Bagi HMI, kaderisasi tidak hanya diarahkan untuk mencetak pemimpin organisasi, tetapi juga membangun mahasiswa yang memiliki kepekaan terhadap persoalan sosial dan mampu memberikan gagasan kritis terhadap kebijakan pembangunan.
Kegiatan yang berlangsung hingga agenda pelantikan tersebut menjadi momentum bagi HMI Cabang Subang untuk memperkuat peran mahasiswa dalam mengawal pembangunan daerah.
Meski ketidakhadiran narasumber dari unsur eksekutif menjadi catatan dalam pelaksanaan simposium, HMI Cabang Subang menegaskan bahwa kritik dan rekomendasi yang disampaikan merupakan bagian dari upaya membangun dialog konstruktif.

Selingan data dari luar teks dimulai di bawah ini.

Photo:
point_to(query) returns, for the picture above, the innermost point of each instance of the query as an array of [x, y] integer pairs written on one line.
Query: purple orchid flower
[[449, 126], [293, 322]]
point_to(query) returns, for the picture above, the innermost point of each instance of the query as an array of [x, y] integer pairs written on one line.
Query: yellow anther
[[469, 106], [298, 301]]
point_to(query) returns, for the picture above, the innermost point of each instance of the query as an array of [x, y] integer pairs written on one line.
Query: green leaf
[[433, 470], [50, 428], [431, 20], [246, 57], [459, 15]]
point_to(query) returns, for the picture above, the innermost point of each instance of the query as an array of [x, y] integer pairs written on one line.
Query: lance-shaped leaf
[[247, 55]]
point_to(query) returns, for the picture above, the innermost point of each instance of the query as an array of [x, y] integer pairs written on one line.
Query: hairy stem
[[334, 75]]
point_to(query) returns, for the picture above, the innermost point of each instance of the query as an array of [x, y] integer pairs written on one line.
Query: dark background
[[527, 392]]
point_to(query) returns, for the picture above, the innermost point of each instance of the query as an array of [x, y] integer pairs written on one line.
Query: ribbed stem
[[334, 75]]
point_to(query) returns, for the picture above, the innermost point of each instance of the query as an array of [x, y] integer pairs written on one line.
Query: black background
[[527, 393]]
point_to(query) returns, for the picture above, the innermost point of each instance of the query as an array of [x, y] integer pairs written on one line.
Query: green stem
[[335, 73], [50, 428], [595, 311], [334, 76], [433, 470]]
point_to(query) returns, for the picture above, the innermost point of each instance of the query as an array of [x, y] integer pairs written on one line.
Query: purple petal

Pada akhirnya, pertanyaan besar yang disampaikan dalam forum tersebut bukan sekadar berapa besar investasi yang masuk ke Subang, tetapi seberapa besar masyarakat Subang mampu mengambil manfaat dan menjadi pelaku utama dari perubahan ekonomi yang sedang berlangsung.
“Subang tidak boleh hanya menjadi lokasi industri. Subang harus menjadi pemilik masa depan industrinya sendiri,” pungkas Annas.